Wednesday, October 3, 2012

The Alice in Wonderland Effect

Hanging out with 1,800 year old redwood trees is pretty amazing.  The world of Henry Cowell State Park feels both ancient and timeless.
 
Eagle Creek crossing
Before our hike, we had a pleasant conversation with a smiley ranger.  My guess is he loves his job.  Following his suggestion, we walked to the back of the main redwood grove and entered a trail at the General Fremont tree.  (That sucker is 277 feet tall!)  From there we hiked the River Trail and Big Rock Hole Trail.

Don't forget to stop and look up.
As we walked, I could feel us moving away from civilization and into the world of the Zayante Indians, the area's residents for thousands of years.  There is something fresh and honey-ish about redwood-infused air.

For a while I was invigorated.  Then I got a little drowsy, sort of like I was under some kind of cosmic spell.  I released to the floating, dreamy sensation.  Perhaps being dwarfed in stature and time created an Alice in Wonderland effect.
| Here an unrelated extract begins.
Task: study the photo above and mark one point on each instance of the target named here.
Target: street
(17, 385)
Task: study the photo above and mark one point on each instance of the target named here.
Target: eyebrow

I'm glad that Henry Cowell's son gave away $14 million to enhance the "public good."  As a member of the public, I agree:  It's good.


If you go to Henry Cowell, you can enter through the main entrance, where parking is $10.  There you have easy access to the main redwood grove, the Roaring Camp train, and the visitor's center and gift shop where you can get a free map.  This map is much better than anything you can find online.

There are free entrances at several well-marked trail heads off Highway 9.  To explore another area of the park called Fall Creek Unit you can enter off Empire Road.  Hikes range from easy to challenging.  Trails are numerous and well-tended.